Le mouvement atteint son essor avec le Congrès panslave de Prague en 1848. C'est à cette même époque que le drapeau panslave est créé (il va être réutilisé par la suite lors de la création de la fédération des États slaves du Sud, autre nom de la Yougoslavie) ainsi qu'un hymne intitulé Hé, les Slaves consacré aux peuples slaves durant la domination austro-hongroise. À la fin du XIXe siècle, le rêve de la chute de Constantinople pour en faire la capitale d'un État panslave est formulé par Fiodor Dostoïevski et Danilevski. Le nom de Tsargrad est même choisi. Le début de la Première Guerre mondiale en 1914 et la bataille des Dardanelles remportée par les Ottomans met fin à ce rêve.
Cette doctrine sert de base idéologique aux interventions militaires de l'Empire russe dans les Balkans au XIXe siècle, à la formation de la Yougoslavie fédérale, puis est habilement utilisée par l'Union soviétique[3] avant et après la Seconde Guerre mondiale.
Actuellement, elle est souvent véhiculée par les milieux nationalistes russes, mais ne trouve pas d'écho, du moins sous ce terme, auprès des autorités russes, même si les doctrines gouvernementales de l'"« étranger proche » (1992, officiellement en 2008) et puis plus encore de « monde russe » (2006, officiellement en 2022) s'en approchent.
Positions
La Pologne et la Tchéquie sont panslaves[réf. nécessaire], mais la Pologne est anti-russe, du fait de sa rivalité historique avec l'Empire russe.

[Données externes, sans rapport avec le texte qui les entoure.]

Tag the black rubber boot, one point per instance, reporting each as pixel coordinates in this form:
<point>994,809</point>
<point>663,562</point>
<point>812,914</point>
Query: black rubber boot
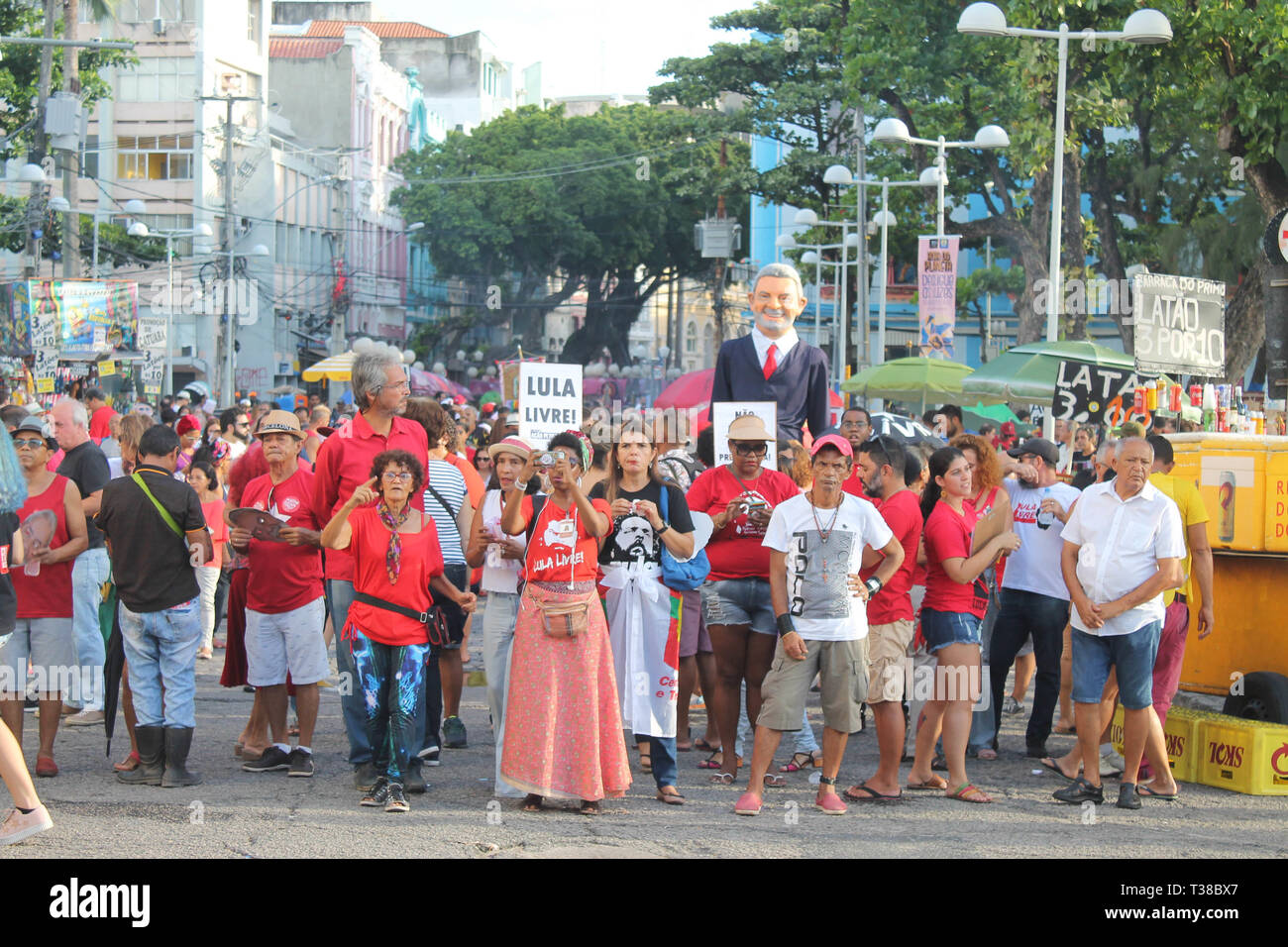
<point>178,741</point>
<point>151,741</point>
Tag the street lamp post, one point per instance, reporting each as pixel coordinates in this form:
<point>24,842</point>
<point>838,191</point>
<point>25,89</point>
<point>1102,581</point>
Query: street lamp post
<point>1145,27</point>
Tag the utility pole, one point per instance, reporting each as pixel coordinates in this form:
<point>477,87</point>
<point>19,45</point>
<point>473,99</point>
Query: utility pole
<point>37,205</point>
<point>230,175</point>
<point>71,84</point>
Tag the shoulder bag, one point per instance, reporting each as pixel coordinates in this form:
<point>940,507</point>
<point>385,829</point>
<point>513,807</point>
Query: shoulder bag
<point>682,577</point>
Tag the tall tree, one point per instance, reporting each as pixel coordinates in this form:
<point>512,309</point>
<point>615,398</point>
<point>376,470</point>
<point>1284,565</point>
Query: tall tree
<point>536,206</point>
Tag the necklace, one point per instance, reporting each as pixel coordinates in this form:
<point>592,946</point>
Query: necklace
<point>824,535</point>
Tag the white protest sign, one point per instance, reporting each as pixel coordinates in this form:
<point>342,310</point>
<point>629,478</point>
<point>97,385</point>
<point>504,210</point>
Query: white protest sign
<point>722,412</point>
<point>549,401</point>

L'idéologie panslave est néanmoins mieux accueillie dans les Balkans par exemple, où des peuples slaves étaient depuis des siècles sous domination ottomane ou germanique. De plus, les Slaves des Balkans sont redevables de la Russie, qui les libéra du joug ottoman lors de la guerre russo-turque de 1877-1878. Les liens entre la Russie, la Bulgarie et la Serbie, qui partagent en outre la confession orthodoxe et l'alphabet cyrillique, restent encore assez marqués par cette doctrine.

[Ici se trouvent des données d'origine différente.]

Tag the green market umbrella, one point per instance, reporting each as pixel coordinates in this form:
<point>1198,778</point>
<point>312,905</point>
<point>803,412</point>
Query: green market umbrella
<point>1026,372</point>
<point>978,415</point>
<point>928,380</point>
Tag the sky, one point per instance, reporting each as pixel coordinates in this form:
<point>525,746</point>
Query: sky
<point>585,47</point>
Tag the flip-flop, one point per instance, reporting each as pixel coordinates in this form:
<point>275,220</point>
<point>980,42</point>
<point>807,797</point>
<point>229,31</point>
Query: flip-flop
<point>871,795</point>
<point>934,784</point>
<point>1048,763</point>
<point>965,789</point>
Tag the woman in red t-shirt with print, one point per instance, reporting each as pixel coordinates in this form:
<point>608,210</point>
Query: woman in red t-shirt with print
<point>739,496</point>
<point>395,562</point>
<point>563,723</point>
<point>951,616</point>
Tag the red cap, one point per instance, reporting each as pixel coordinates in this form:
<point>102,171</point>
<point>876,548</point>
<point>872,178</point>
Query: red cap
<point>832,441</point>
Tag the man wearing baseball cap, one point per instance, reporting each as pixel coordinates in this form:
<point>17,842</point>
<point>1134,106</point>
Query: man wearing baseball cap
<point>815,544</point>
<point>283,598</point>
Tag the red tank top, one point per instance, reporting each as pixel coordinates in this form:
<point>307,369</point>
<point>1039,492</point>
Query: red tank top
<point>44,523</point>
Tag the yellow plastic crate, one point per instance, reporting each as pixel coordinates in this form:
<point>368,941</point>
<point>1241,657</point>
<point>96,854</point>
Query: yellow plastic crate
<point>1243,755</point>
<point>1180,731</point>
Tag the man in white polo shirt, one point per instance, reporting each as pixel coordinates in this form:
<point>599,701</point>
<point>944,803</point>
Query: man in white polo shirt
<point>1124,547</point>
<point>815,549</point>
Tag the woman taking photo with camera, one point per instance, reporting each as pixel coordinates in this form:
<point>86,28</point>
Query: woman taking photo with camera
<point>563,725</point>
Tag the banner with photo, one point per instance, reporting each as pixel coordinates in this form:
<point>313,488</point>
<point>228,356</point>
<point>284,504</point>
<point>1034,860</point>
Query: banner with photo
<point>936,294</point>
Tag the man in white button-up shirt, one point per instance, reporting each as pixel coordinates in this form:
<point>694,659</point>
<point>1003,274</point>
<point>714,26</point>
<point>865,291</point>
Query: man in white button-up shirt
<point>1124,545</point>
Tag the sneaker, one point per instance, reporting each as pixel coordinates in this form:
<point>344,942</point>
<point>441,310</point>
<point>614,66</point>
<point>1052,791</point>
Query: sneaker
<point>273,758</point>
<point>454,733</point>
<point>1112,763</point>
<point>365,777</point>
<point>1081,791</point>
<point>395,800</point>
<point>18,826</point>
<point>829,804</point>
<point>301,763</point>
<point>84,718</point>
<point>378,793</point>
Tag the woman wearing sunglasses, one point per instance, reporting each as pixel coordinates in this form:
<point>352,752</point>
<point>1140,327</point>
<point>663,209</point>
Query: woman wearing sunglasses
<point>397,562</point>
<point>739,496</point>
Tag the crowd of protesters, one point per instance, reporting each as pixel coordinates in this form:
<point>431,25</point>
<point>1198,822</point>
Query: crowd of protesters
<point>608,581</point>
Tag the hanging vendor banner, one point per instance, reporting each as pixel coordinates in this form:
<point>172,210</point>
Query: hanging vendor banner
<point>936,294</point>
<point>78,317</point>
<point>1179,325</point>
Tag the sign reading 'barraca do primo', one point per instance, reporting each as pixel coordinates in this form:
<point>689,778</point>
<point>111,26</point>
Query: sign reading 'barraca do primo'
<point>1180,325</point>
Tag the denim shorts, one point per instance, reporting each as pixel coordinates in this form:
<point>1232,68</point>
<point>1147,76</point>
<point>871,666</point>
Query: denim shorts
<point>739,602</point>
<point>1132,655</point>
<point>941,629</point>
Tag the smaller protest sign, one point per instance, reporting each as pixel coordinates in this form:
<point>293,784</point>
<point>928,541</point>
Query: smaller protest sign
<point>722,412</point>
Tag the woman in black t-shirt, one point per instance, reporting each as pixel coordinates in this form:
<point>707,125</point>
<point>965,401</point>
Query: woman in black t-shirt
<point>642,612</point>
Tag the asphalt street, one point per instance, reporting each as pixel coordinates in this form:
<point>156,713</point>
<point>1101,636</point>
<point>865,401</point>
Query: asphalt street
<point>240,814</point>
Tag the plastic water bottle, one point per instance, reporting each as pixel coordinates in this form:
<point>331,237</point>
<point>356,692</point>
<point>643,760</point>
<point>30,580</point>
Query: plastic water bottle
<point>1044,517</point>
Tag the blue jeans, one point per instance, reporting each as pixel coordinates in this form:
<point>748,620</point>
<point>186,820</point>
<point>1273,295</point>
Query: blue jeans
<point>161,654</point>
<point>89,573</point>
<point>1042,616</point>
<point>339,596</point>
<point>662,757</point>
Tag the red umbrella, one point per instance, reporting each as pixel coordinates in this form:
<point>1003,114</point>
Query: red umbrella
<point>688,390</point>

Par contre, la Croatie catholique, mais dont la population est slave, s'est clairement rapprochée de l'Occident depuis longtemps, ayant subi les influences autrichienne et italienne. La Slovénie a toujours été proche de la position croate après la disparition de la Yougoslavie. En revanche, les Slaves musulmans (Bosniaques, Pomaks…) constituent un groupe à part dans le monde slave et se sentent en général plus proches des Turcs (avec qui ils partagent une histoire et une religion communes) que des autres peuples slaves.
Au XXe siècle, la fédération de Russie n'a, du moins officiellement, pas utilisé la doctrine panslave dans sa politique extérieure. Cependant, les nationalistes et les communistes russes ont joué la carte d'influence culturelle et linguistique russe via la doctrine de l’étranger proche (terme apparu dès 1992[4]) pour promouvoir l'idée d'union entre les anciennes républiques soviétiques, voire la restauration de l'Union soviétique (géopolitique actuelle incluant la Communauté des États indépendants, l’union russo-biélorusse, le soutien au séparatisme du Haut-Karabagh en 1911-1994, de la Transnistrie et de l’Abkhazie en 1992, de l’Ossétie du Sud-Alanie en 1992 puis 2008). Le Parti libéral-démocrate de Russie et le Parti national-bolchévique, deux partis nationalistes russes, ont même prôné le retour par la force à une forme d'Empire russe.
À notre époque, l'appel au panslavisme est souvent venu de Russie, de Serbie, et de Slovaquie.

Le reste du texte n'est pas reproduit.